Get(i,j) : For this we just have to write A[i][j] (assuuming A is the 2-d array representing the adjacency matrix). A[i][j] will contain the weight (if there is an edge). Hence it takes O(1) time only.
Add(i,j,w) : To add an edge from i to j with weight w, just asssign A[i][j] = w. Hence this also takes O(1) time.
AllFrom(i): To get the list of the edges starting from i, we have to scan the row corresponding to the node i. Since there are n nodes, there are n rows and n columns (A is of size n*n). While scanning all the elements in a row, we check if the entry is positive. If positive, it means edge is present and we add it to the list, if negative or zero, we discard and dont add to the list. Hence the time complexity for AllFrom(i) is O(n).

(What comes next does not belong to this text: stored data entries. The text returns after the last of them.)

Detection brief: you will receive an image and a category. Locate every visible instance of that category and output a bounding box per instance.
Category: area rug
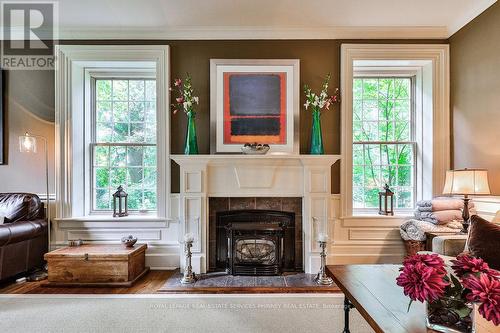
[0,294,373,333]
[158,271,340,293]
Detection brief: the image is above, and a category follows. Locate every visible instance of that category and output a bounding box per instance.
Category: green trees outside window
[92,78,157,211]
[352,78,415,210]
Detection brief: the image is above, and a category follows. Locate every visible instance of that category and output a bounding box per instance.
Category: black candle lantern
[378,184,394,216]
[112,185,128,217]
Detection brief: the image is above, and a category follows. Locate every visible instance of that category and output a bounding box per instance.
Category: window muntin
[352,77,415,211]
[92,78,157,212]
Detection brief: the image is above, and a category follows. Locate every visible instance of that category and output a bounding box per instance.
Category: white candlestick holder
[181,238,196,284]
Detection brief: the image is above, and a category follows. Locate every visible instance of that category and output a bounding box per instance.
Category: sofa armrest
[0,218,47,246]
[431,235,467,257]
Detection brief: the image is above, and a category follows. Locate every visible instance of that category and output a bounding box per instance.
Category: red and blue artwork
[223,72,287,145]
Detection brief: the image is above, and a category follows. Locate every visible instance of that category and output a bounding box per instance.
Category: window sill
[54,216,173,229]
[344,213,412,220]
[340,214,411,227]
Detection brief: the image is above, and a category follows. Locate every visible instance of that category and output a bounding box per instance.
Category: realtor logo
[1,1,58,70]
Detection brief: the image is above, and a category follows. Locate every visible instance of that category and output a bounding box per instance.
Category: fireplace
[215,209,296,276]
[173,155,338,275]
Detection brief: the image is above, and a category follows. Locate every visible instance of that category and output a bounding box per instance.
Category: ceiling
[52,0,497,39]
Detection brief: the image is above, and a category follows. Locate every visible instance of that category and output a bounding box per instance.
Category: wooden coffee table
[327,264,428,333]
[44,244,149,287]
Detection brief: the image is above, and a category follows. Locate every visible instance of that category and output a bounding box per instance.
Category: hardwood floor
[0,270,175,294]
[1,270,340,294]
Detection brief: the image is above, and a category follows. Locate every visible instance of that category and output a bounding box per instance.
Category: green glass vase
[310,109,324,155]
[184,111,199,155]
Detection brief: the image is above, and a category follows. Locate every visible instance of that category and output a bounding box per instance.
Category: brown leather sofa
[0,193,48,281]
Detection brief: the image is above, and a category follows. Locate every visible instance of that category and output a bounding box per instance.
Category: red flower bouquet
[397,253,500,332]
[397,255,449,303]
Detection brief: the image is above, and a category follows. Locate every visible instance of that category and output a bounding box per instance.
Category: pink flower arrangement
[398,253,500,327]
[403,252,447,275]
[451,254,500,326]
[451,254,499,279]
[170,73,199,115]
[463,273,500,325]
[397,254,449,303]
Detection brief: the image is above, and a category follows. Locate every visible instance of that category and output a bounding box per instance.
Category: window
[352,77,415,211]
[92,78,157,212]
[340,44,450,219]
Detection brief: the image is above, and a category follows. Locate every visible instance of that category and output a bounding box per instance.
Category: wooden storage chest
[44,244,149,287]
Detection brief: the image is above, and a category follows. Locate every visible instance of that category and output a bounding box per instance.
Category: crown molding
[58,25,449,40]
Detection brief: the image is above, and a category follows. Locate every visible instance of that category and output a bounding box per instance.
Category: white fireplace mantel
[171,154,341,163]
[172,154,340,274]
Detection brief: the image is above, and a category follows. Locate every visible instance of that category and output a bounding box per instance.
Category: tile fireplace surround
[208,197,303,273]
[172,155,340,274]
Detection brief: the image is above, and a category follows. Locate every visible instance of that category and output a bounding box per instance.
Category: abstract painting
[210,59,299,154]
[224,72,286,144]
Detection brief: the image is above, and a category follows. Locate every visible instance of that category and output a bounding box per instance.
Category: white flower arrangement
[303,74,340,113]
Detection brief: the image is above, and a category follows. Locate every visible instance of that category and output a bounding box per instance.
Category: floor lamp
[19,132,50,280]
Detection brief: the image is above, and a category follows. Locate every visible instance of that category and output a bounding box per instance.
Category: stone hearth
[159,271,339,293]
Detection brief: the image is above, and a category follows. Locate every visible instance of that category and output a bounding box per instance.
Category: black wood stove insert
[215,210,295,276]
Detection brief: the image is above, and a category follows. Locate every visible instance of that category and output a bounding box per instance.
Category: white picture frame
[210,59,300,154]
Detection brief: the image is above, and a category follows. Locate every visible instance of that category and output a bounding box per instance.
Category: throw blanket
[416,199,475,212]
[400,219,463,241]
[414,208,478,225]
[414,209,463,225]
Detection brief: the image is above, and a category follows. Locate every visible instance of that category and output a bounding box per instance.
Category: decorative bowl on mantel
[241,143,270,155]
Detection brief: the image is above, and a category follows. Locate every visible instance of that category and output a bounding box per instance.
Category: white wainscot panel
[184,171,202,193]
[310,196,328,219]
[183,196,204,253]
[146,244,180,270]
[473,196,500,221]
[330,243,405,265]
[184,196,202,217]
[67,229,161,241]
[309,169,329,193]
[348,228,402,241]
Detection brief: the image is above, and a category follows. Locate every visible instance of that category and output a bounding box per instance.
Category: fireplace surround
[215,209,297,275]
[209,197,302,273]
[172,154,339,274]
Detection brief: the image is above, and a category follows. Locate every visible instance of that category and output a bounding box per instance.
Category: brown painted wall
[7,39,443,194]
[167,40,340,154]
[0,70,56,194]
[169,40,341,192]
[61,39,343,192]
[449,3,500,195]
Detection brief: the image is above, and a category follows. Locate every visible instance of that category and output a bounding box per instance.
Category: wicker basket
[404,240,426,257]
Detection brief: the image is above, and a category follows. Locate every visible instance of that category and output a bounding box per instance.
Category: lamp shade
[442,169,491,196]
[19,133,37,153]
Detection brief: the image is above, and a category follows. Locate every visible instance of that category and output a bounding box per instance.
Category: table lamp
[442,168,490,233]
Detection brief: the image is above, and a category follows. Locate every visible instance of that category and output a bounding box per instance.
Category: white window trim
[340,44,450,218]
[55,45,170,221]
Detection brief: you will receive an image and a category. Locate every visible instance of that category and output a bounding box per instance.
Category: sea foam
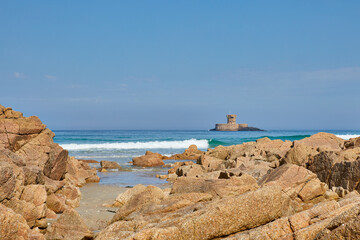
[60,138,209,150]
[336,134,360,140]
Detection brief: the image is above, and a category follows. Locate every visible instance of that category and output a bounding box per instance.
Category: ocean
[54,130,360,187]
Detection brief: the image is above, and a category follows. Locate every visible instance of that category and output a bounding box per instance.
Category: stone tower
[226,114,237,124]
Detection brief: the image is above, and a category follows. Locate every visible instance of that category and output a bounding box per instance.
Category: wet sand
[76,183,127,232]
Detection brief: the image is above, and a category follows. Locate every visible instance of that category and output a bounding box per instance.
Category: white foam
[60,139,209,151]
[336,134,360,140]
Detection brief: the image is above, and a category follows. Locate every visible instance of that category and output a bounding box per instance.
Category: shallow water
[54,129,360,186]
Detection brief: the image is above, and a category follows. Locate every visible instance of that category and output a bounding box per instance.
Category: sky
[1,1,360,130]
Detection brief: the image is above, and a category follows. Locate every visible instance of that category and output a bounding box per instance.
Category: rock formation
[0,105,99,239]
[103,132,360,239]
[2,103,360,239]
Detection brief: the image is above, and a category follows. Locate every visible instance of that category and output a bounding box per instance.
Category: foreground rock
[96,165,358,240]
[46,208,93,240]
[0,203,45,240]
[95,133,360,239]
[0,105,98,238]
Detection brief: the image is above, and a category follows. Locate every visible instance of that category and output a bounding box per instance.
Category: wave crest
[60,139,209,150]
[336,134,360,140]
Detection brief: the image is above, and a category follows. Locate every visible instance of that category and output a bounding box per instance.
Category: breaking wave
[60,139,209,150]
[336,134,360,140]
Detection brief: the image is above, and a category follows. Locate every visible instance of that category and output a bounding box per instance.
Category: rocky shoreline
[1,104,360,239]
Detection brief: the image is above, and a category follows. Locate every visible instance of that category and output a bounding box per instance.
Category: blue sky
[1,1,359,130]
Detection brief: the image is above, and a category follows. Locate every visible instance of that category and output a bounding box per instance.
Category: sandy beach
[76,183,126,232]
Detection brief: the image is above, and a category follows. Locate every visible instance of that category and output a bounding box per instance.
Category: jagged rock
[55,183,81,208]
[198,155,225,172]
[315,203,360,239]
[344,136,360,149]
[46,193,67,213]
[308,149,360,191]
[281,142,318,167]
[0,162,16,201]
[259,164,327,209]
[0,203,44,240]
[3,198,47,228]
[100,160,122,170]
[166,144,204,161]
[168,161,194,174]
[45,208,93,240]
[20,185,47,207]
[176,164,205,177]
[229,157,272,180]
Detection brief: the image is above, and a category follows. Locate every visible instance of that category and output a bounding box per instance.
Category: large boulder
[111,185,166,223]
[315,203,360,239]
[45,208,93,240]
[259,164,327,209]
[0,203,45,240]
[308,149,360,191]
[113,184,147,207]
[281,142,318,167]
[132,185,292,240]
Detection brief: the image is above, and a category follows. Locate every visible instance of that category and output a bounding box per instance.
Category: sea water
[54,130,360,187]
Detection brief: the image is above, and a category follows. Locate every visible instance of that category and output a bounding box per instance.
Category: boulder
[20,185,47,207]
[3,198,47,228]
[344,136,360,149]
[113,184,147,207]
[46,194,67,213]
[281,142,318,167]
[0,162,16,201]
[100,160,122,170]
[176,164,205,177]
[294,132,344,150]
[111,185,166,223]
[308,150,360,191]
[0,203,34,240]
[259,164,327,207]
[132,152,164,167]
[45,208,93,240]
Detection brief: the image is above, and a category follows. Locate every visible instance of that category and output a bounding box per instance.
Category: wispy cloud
[64,97,110,103]
[14,72,25,79]
[44,75,57,81]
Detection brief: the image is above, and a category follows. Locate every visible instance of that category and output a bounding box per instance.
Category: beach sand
[76,183,127,232]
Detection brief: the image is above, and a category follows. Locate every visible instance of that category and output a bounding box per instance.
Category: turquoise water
[54,130,360,187]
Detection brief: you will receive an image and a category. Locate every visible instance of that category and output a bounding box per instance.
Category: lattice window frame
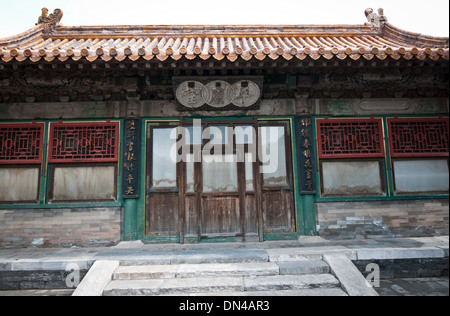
[388,118,449,158]
[0,123,45,165]
[316,118,385,159]
[48,122,120,164]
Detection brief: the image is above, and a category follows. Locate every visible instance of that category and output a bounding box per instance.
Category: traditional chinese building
[0,8,448,247]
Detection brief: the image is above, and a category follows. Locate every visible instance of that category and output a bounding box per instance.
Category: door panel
[262,189,293,229]
[201,196,240,236]
[147,193,179,234]
[244,194,259,235]
[183,195,198,237]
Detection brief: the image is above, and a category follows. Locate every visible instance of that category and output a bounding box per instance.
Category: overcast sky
[0,0,448,38]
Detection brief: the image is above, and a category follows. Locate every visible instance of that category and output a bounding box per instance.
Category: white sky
[0,0,448,39]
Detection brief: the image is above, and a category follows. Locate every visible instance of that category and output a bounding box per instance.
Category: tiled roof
[1,11,448,64]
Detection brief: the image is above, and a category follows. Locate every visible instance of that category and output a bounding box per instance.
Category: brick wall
[316,199,449,239]
[0,207,122,248]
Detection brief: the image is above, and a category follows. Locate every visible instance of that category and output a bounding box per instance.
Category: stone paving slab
[376,277,449,296]
[267,246,357,262]
[0,236,447,272]
[355,247,446,260]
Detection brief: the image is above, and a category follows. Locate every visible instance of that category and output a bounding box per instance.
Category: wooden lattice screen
[48,122,119,163]
[317,118,385,159]
[0,123,44,164]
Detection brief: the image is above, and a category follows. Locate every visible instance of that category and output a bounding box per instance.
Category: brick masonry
[316,199,449,239]
[0,207,122,248]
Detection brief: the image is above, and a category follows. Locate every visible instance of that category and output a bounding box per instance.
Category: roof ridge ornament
[36,8,63,33]
[364,8,387,30]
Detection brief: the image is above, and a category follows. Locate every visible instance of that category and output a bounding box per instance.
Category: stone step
[113,262,280,280]
[103,274,340,296]
[189,288,348,296]
[97,249,269,266]
[277,260,330,275]
[267,246,357,262]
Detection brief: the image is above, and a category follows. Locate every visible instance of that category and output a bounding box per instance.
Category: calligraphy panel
[122,119,141,198]
[296,117,316,194]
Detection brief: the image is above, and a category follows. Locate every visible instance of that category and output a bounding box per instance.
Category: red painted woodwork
[48,122,119,163]
[0,123,44,165]
[388,118,449,158]
[317,118,385,159]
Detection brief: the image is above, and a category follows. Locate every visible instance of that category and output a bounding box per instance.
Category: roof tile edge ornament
[365,8,387,30]
[36,8,63,33]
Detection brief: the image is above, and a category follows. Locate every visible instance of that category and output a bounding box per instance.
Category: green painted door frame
[122,116,318,243]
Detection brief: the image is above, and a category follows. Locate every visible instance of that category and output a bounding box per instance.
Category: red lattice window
[388,118,449,158]
[48,122,119,163]
[317,118,385,159]
[0,123,44,165]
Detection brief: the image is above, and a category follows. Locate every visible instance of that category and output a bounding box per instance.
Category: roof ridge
[0,8,448,63]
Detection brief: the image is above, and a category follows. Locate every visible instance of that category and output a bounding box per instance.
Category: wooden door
[182,122,261,241]
[146,124,180,236]
[259,122,296,232]
[145,120,296,242]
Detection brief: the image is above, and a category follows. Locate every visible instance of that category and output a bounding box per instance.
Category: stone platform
[0,236,447,296]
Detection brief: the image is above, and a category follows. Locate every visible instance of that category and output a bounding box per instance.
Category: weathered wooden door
[259,121,296,233]
[146,120,295,242]
[182,122,261,241]
[146,124,180,237]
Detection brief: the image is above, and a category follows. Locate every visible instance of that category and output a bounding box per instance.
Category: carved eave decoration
[37,7,63,34]
[0,8,448,103]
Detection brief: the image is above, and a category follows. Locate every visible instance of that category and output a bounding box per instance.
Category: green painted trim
[2,119,125,210]
[123,199,139,241]
[39,121,49,204]
[136,118,149,241]
[0,202,123,210]
[142,236,180,244]
[289,117,302,234]
[383,117,395,197]
[263,232,300,241]
[313,115,449,203]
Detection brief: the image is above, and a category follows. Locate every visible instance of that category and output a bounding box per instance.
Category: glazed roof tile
[1,11,448,64]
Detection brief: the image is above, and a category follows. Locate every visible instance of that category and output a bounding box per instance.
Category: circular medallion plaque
[231,80,261,108]
[176,81,206,108]
[203,80,234,108]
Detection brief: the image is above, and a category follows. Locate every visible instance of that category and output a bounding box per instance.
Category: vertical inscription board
[296,117,317,194]
[122,119,141,199]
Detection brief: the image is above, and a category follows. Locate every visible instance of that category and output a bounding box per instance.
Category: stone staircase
[101,249,348,296]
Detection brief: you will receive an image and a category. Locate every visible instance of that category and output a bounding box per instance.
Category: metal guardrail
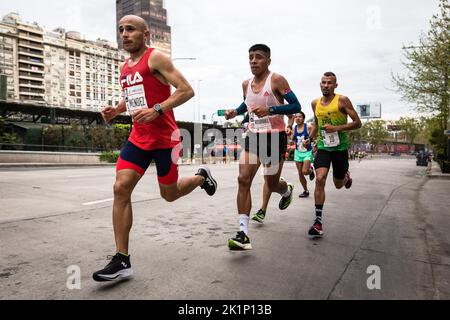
[0,143,107,153]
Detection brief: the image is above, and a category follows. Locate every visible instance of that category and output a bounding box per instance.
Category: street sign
[217,110,226,117]
[444,130,450,136]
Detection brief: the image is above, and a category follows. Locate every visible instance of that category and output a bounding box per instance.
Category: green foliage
[391,0,449,127]
[42,126,63,146]
[395,117,422,144]
[348,124,368,145]
[364,120,390,149]
[99,151,120,163]
[439,160,450,173]
[41,124,130,152]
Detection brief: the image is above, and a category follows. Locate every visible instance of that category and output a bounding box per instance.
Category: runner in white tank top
[224,44,302,251]
[246,72,286,134]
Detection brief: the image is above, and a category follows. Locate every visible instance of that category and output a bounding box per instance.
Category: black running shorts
[314,149,349,180]
[245,131,287,164]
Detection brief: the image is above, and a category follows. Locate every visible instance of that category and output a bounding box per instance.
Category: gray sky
[0,0,441,123]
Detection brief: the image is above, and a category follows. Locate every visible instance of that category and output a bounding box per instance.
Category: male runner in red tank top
[93,15,217,282]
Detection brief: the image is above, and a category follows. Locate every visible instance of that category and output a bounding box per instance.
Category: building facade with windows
[0,13,128,112]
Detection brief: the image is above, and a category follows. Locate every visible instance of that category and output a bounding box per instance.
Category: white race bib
[124,84,148,114]
[249,112,272,132]
[297,136,307,152]
[322,130,340,147]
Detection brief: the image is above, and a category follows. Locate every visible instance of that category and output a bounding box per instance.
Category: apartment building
[0,13,127,112]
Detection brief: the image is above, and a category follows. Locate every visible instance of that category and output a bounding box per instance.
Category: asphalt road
[0,157,449,300]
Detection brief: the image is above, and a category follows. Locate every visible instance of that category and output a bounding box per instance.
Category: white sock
[280,184,292,198]
[239,214,250,235]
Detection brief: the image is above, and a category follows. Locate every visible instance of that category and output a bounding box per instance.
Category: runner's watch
[269,106,276,115]
[154,104,164,116]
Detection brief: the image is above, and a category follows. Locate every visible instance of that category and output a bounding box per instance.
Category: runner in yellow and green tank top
[306,72,362,239]
[315,94,349,152]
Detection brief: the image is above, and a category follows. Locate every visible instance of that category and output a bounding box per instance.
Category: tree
[391,0,449,133]
[365,120,390,152]
[348,123,368,150]
[396,117,422,146]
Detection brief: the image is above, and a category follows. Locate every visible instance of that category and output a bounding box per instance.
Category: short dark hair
[297,111,306,119]
[324,72,337,81]
[249,44,271,57]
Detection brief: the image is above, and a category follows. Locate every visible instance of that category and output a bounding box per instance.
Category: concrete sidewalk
[427,161,450,180]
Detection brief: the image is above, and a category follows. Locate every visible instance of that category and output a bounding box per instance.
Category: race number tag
[249,112,272,131]
[124,84,148,114]
[322,130,340,147]
[297,136,307,152]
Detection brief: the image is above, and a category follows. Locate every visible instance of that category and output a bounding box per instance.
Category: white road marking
[83,198,114,206]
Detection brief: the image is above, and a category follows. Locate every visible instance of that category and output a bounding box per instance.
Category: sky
[0,0,441,124]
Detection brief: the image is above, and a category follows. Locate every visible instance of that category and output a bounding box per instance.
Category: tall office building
[116,0,172,57]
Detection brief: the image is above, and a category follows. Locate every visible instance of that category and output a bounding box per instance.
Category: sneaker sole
[251,216,264,223]
[299,193,310,198]
[279,184,294,210]
[308,229,324,238]
[93,268,134,282]
[228,239,253,251]
[199,166,218,196]
[345,179,353,189]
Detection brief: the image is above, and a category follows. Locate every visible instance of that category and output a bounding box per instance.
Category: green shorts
[294,150,314,163]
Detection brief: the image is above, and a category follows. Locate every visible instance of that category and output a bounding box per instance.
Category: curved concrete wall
[0,151,103,164]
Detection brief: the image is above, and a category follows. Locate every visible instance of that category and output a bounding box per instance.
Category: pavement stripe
[83,198,114,206]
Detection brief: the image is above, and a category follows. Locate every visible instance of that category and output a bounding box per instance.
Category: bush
[438,160,450,173]
[99,151,120,163]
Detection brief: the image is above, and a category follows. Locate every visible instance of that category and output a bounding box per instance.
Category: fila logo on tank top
[122,71,148,114]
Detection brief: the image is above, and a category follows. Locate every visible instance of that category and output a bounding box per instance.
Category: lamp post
[172,58,200,163]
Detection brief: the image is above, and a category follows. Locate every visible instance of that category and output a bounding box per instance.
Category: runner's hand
[253,106,269,118]
[225,110,237,120]
[303,138,311,148]
[323,124,338,133]
[285,127,293,136]
[101,106,118,123]
[133,108,159,124]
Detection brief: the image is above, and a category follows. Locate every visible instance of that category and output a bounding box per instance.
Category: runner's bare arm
[149,51,195,112]
[286,114,295,136]
[308,101,319,143]
[335,96,362,132]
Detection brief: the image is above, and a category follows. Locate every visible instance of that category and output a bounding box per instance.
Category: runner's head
[320,72,338,97]
[119,15,150,53]
[295,111,306,125]
[249,44,271,76]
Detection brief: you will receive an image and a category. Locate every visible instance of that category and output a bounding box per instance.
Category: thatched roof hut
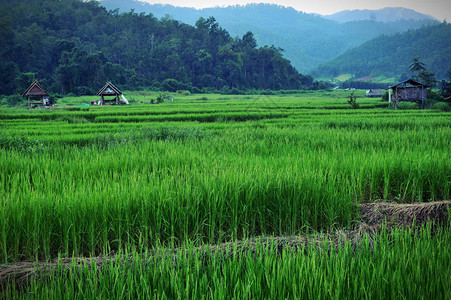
[365,89,383,98]
[97,82,128,105]
[22,80,49,109]
[387,79,428,109]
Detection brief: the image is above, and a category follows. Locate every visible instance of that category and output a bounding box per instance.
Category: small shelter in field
[22,80,49,109]
[97,82,129,105]
[365,89,383,98]
[386,79,428,109]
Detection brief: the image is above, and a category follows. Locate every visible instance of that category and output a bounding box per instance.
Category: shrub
[201,87,217,94]
[150,81,162,91]
[229,87,244,95]
[162,79,190,92]
[177,90,191,96]
[219,85,231,95]
[5,94,24,106]
[432,102,451,112]
[347,91,359,109]
[156,93,165,104]
[191,86,202,94]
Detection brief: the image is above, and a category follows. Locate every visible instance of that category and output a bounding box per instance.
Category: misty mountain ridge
[99,1,437,74]
[311,22,451,80]
[325,7,436,23]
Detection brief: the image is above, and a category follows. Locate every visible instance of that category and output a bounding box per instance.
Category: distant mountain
[311,22,451,80]
[99,1,437,74]
[325,7,436,23]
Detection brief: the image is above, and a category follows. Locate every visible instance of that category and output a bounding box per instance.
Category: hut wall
[392,87,427,102]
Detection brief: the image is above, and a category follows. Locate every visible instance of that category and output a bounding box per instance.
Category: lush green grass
[3,225,451,299]
[52,90,371,106]
[0,92,449,263]
[1,91,450,297]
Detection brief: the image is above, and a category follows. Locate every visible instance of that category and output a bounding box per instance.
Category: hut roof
[387,79,428,90]
[97,82,122,96]
[22,80,49,97]
[366,89,383,96]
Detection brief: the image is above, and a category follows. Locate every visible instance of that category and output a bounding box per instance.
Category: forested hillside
[0,0,316,96]
[100,1,437,73]
[311,22,451,80]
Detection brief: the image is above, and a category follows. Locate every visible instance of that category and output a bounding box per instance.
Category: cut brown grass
[359,200,451,228]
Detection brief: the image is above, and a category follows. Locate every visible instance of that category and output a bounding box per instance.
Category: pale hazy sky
[140,0,451,21]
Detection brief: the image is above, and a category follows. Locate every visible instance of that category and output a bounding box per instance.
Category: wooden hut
[365,89,383,98]
[387,79,428,109]
[97,82,125,105]
[22,80,49,109]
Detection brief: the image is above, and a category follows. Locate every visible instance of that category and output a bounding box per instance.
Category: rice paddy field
[1,91,450,298]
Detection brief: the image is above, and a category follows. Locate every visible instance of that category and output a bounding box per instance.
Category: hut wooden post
[388,88,392,107]
[395,87,398,109]
[421,85,424,109]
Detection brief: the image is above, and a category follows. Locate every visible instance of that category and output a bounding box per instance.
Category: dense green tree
[241,32,257,49]
[0,0,318,96]
[409,57,437,87]
[0,62,18,95]
[417,70,437,88]
[14,72,36,94]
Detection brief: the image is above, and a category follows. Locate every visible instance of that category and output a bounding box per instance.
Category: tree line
[101,1,437,74]
[0,0,323,97]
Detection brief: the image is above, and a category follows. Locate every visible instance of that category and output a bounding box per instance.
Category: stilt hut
[22,80,49,109]
[365,89,383,98]
[97,82,128,105]
[387,79,428,109]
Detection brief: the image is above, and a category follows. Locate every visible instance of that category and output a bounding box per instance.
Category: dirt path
[1,201,450,290]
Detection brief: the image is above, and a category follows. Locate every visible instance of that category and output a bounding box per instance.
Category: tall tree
[409,57,436,87]
[409,57,426,75]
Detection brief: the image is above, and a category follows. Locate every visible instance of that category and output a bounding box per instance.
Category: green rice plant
[0,92,449,263]
[3,225,450,299]
[0,125,449,262]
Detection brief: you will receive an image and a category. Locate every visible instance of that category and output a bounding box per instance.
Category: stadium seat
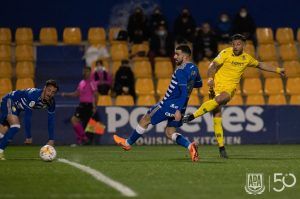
[246,94,265,105]
[268,94,287,105]
[115,95,134,106]
[218,43,231,52]
[0,78,12,96]
[199,78,208,96]
[63,27,82,44]
[257,44,277,61]
[15,27,33,45]
[97,95,113,106]
[16,62,35,78]
[198,60,210,78]
[276,27,294,44]
[0,28,12,44]
[154,60,173,78]
[243,78,263,95]
[256,28,274,44]
[264,77,284,95]
[154,57,171,62]
[279,43,298,61]
[133,60,152,78]
[88,27,106,46]
[290,94,300,104]
[0,62,12,78]
[16,78,35,90]
[191,88,199,96]
[242,67,261,78]
[111,61,122,75]
[15,45,34,61]
[227,94,243,106]
[261,61,280,78]
[283,61,300,77]
[108,27,121,41]
[39,27,58,45]
[135,78,155,95]
[188,95,200,106]
[156,78,170,96]
[131,43,149,55]
[110,43,129,61]
[137,95,156,106]
[244,43,256,57]
[286,77,300,95]
[0,45,11,61]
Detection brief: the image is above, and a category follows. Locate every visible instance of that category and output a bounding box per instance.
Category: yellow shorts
[214,82,237,99]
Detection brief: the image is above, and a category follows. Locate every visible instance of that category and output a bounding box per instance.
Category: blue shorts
[0,97,20,125]
[147,103,186,128]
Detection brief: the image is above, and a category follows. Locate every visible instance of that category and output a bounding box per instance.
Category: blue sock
[127,130,142,145]
[175,134,190,148]
[0,126,19,150]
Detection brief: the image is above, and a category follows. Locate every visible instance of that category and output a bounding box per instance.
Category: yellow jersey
[213,47,259,86]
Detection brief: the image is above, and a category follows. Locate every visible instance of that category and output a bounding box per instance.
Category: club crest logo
[29,101,35,107]
[245,173,265,195]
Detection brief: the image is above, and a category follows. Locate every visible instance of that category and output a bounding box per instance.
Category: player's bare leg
[0,115,21,160]
[0,124,9,139]
[113,114,150,151]
[165,127,199,162]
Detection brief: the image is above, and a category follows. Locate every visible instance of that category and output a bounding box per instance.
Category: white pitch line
[58,158,137,197]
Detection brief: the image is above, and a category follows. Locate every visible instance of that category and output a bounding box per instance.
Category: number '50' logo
[273,173,297,192]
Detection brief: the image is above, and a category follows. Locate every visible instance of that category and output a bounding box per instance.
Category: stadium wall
[1,0,299,39]
[11,105,300,146]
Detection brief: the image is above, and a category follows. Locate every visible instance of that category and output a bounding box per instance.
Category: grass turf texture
[0,145,299,199]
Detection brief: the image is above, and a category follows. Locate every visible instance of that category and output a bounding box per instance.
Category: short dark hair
[95,60,103,65]
[176,45,192,56]
[231,34,246,42]
[45,79,59,91]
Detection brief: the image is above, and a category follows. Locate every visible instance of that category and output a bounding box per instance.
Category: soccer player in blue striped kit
[0,80,58,160]
[114,45,202,162]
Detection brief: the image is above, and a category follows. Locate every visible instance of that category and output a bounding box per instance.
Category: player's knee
[215,93,230,105]
[165,128,175,139]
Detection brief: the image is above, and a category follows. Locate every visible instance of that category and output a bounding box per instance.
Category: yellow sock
[214,117,224,147]
[193,99,219,118]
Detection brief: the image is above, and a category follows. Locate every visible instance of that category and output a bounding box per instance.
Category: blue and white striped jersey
[3,88,55,113]
[160,62,202,110]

Part(b) Adjacency List representation: For each node i, we maintain a list (linked list) which contains all the nodes which have an edge starting from i. So in total, the graph is stored as an array of linked lists.
Get(i,j): To check if there is an edge from i to j, we have to scan the list corresponding to the node i. Now in the worst case, all the nodes can be adjacent to node i, in which case we have to check all the n nodes in the list to check if j is present. Hence, time complexity for this is O(n)
Add(i,j,w): To add an edge from i to j, we have to insert the node j and the weight of edge - w in the list corresponding to i. Since in a linked list, we maintain a pointer, which either points to starting of list, or ending or both in some cases, therefore we can add the node j in the list just by creating a new node at the end or front wherever the pointer is. This takes O(1) time only.
AllFrom(i): To get the list of the edges starting from i, we have to scan the list corresponding to the node i. Now in the worst case, all the nodes can be adjacent to node i, in which case time complexity for this is O(n).
Part(c) Edge List: In edge list representation, we have a list (array) of edges, where each edge is a tuple or an element (i,j,w).
Get(i,j): To know if there is an edge from i to j, we have no option but to check the entire edgelist for that edge. Hence in worst case this takes O(m) time. where m is the total no of edges.
Note that if it is a special implementation of edge list, like if we use some ordering (ascending or descending based on first source node number) to store the edges, then we can use binary search to query, which will take O(log m) time.
Add(i,j,w): To add an edge from i to j with weight w, we can just insert the edge at the last or front of the list, hence it will take O(1) time only.
AllFrom(i): To get the list of the edges starting from i, we have to scan the entire edgelist corresponding to the source node i. Hence, time complexity for this is O(m).